The Trump family’s business partners have blood on their hands owing to deals with notorious diamond brokers who operate mines in wartorn Africa and own jewelry stores in London, Moscow and Amsterdam.
That’s the premise in Part Two of a documentary series by the Dutch TV network Zembla, The Dubious Friends of Donald Trump: King of Diamonds.
It shows how the U.S. president and his son-in-law, Jared Kushner, have apparent partnerships with an Israeli billionaire who is tied to “trading in blood diamonds,” as the film’s description notes, and how this relationship overlaps with power circles in Russia reaching President Vladimir Putin and Russian oligarchs.
“In the second part of our program about Donald Trump’s controversial friends, we will set our sights on the Israeli billionaire Lev Leviev, who is controversial because he is suspected of trading in blood diamonds,” says the documentary’s YouTube summary.
“He is one of the world’s biggest diamond traders and owns prestigious stores in New York and Moscow, but he is also the owner of Siebel, the Netherlands’ biggest jewelry chain.
Leviev has ties with Russian president Putin, U.S. president Trump and his son-in-law and senior adviser Jared Kushner.
Trump, however, claims he hardly knows this ‘King of Diamonds.’ Zembla investigates Lev Leviev’s business empire.”

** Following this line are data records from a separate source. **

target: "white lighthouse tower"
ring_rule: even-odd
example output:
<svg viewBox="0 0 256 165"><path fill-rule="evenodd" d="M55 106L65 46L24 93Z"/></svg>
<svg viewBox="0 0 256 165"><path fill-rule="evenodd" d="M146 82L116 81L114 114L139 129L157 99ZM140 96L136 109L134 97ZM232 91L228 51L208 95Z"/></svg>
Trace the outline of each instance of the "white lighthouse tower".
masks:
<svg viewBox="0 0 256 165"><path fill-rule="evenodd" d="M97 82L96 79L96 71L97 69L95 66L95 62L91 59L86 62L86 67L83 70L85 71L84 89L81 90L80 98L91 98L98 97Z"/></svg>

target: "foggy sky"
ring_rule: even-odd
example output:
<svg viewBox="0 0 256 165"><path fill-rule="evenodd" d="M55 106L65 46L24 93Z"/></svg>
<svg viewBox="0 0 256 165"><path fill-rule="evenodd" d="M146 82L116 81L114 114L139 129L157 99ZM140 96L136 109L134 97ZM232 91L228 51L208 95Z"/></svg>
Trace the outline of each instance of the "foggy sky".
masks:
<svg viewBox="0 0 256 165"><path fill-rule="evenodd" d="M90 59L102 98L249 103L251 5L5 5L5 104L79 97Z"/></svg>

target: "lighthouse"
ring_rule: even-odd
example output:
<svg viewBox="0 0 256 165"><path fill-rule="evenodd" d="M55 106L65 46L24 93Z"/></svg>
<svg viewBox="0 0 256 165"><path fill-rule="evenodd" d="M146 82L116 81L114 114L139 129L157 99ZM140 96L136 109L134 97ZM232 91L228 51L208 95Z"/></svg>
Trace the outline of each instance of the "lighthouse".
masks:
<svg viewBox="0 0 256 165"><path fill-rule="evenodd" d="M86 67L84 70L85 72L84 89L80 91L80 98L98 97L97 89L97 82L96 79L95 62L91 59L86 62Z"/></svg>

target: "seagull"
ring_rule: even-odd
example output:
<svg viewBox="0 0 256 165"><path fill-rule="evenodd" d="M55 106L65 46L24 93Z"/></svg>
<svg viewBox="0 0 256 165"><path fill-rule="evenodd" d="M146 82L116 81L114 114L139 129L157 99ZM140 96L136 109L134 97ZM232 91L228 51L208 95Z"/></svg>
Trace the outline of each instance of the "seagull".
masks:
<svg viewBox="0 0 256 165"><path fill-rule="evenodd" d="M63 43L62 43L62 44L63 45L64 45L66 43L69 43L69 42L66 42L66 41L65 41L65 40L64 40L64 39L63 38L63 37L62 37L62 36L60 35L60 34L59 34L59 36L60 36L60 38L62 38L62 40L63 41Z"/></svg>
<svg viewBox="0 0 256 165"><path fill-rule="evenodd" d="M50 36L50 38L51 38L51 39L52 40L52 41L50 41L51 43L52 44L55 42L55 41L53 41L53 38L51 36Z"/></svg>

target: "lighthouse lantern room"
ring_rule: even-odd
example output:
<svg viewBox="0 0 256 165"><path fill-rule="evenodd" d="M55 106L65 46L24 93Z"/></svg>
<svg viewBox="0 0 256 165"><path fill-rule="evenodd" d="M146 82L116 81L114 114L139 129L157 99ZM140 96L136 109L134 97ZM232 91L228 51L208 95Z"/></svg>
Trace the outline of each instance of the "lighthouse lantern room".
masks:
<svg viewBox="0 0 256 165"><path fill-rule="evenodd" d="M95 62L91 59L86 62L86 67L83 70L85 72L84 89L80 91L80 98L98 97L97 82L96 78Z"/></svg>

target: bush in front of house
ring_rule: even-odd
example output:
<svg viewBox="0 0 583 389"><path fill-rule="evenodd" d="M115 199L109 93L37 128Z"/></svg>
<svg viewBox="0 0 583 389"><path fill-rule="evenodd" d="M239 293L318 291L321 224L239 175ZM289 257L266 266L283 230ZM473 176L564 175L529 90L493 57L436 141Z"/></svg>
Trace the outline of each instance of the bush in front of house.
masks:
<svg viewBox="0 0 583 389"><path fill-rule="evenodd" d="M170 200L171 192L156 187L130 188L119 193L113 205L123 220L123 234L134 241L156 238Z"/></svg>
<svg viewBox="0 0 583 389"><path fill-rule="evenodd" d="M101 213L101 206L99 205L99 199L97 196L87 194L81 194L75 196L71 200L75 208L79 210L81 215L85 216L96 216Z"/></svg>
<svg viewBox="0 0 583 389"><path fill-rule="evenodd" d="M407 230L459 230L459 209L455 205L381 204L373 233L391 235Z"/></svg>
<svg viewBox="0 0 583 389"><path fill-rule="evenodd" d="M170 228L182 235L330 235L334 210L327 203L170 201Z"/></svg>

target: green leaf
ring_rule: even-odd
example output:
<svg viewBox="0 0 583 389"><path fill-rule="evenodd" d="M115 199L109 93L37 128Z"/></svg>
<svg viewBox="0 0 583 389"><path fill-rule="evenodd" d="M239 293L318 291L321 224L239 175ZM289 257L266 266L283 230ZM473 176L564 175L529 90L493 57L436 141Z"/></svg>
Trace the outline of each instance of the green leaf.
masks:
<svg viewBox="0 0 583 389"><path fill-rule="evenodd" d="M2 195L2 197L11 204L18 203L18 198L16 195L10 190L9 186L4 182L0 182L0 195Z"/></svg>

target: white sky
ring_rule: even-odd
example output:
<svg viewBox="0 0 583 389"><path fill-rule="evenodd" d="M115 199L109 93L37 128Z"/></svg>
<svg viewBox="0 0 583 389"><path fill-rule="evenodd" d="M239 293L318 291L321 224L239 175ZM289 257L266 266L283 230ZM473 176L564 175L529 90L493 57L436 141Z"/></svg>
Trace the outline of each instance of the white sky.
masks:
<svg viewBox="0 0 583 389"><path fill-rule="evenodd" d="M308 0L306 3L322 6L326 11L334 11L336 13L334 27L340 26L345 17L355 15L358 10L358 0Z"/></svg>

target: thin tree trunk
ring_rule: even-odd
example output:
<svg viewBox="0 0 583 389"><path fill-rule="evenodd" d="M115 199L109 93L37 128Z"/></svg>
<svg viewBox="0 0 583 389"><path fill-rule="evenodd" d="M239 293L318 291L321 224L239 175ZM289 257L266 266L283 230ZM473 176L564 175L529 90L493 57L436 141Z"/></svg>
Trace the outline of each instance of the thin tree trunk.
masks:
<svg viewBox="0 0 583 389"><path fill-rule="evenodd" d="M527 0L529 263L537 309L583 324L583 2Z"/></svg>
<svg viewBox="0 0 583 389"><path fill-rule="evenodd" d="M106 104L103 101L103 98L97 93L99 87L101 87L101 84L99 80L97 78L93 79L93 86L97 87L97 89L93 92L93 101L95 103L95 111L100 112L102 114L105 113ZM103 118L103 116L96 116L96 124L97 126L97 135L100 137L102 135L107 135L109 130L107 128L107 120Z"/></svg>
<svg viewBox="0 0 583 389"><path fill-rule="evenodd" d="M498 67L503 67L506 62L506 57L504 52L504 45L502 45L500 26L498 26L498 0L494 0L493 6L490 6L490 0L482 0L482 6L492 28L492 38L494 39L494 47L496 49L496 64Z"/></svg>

The first part of the documentary series focused on Trump’s ties to Russian mobsters and oligarchs.
That eye-opening report showed how Trump nurtured deals with oligarchs seeking to get their riches out of Russia and revealed how Trump signed off on international money-laundering schemes, including one set up by the law firm of ex-New York City mayor Rudy Giuliani.
In the second part, we see how Trump is willing to make deals with anyone who can offer him a return, regardless of the suffering involved.
The documentary also shines a light on Kushner’s relationships, which blend business, politics and religion.
There are a half-dozen takeaways from Part II, said James S. Henry, a corporate lawyer-turned-financial investigative reporter who has written lengthy exposés of Trump’s Russian connections and is featured in the film.
“I think the real news and interest in Part Two involves the exposure of apparent Trump partner Leviev’s reported deep involvement in (a) trafficking in Angolan blood diamonds by way of his special arrangement with Eduardo dos Santos and family, the country’s long-time dictator and chief kleptocrat; (b) Leviev’s close ties to Putin; (c) Leviev’s extensive business dealings with Trump’s son-in-law Jared Kushner; (d) the extensive financial support that both Leviev and Kushner have given to extremist Israel settlers—support that appears to be inconsistent with the role that Kushner has apparently been given by the Trump administration with respect to the peace process; and (e) Leviev’s alleged extensive use of non-transparent Dutch and other offshore holding companies to facilitate all these dodgy practices,” Henry wrote in an email to AlterNet.
Sander Rietveld, the documentary’s lead reporter, said Part Two is relevant for American audiences and lawmakers because it raises questions about Trump’s business relationships that can only be answered by examining his tax returns. Congressional Democrats have said Trump’s returns must be fully released before any consideration of federal tax reform.
“I think this is an excellent example of why President Trump needs to disclose his tax returns,” Rietveld said in an email. “Only when he does so, we’ll know if and how he was engaged in a business deal with Lev Leviev [beyond the public relations materials shown in the film].
Given the extensive business empire of Leviev, Trump and he could have been together in real estate in the U.S., in Russia or in Eastern Europe. Or in some kind of diamond operation. According to well-established experts and investigators these kinds of operations in Africa and specifically in Angola are related to severe human rights abuses committed by security firms hired by mining companies.”
The film also examines the business circles Kushner travels in, showing overlapping ties between conservative Jewish groups and clerics and politically powerful Russians and Israelis, including Putin and Benjamin Netanyahu.
“The overlap of business and ideology and politics is another takeaway from this story,” Rietveld said. “Jared Kushner, the president’s man for the Middle East, and Leviev’s company AFI USA not only made a multimillion-dollar deal; they also seem to share a political view on Israel and the Palestinian territories.
Both of them have been active in supporting settlements on the West Bank, which according to international law are illegal. And both of them have a very good relationship with the current, very right-wing Israeli government, and more personally with Bibi Netanyahu.”
The Dutch documentary series raises questions one can only hope congressional investigators and the FBI will take up and provide answers to.
Viewing these programs makes it clear that Trump’s business empire and family fortune is based on deals with extremely unsavory characters, some of which could violate U.S. laws if fully scrutinized. In the meantime, one can only wonder how Trump’s sordid past will shape White House policies today and tomorrow.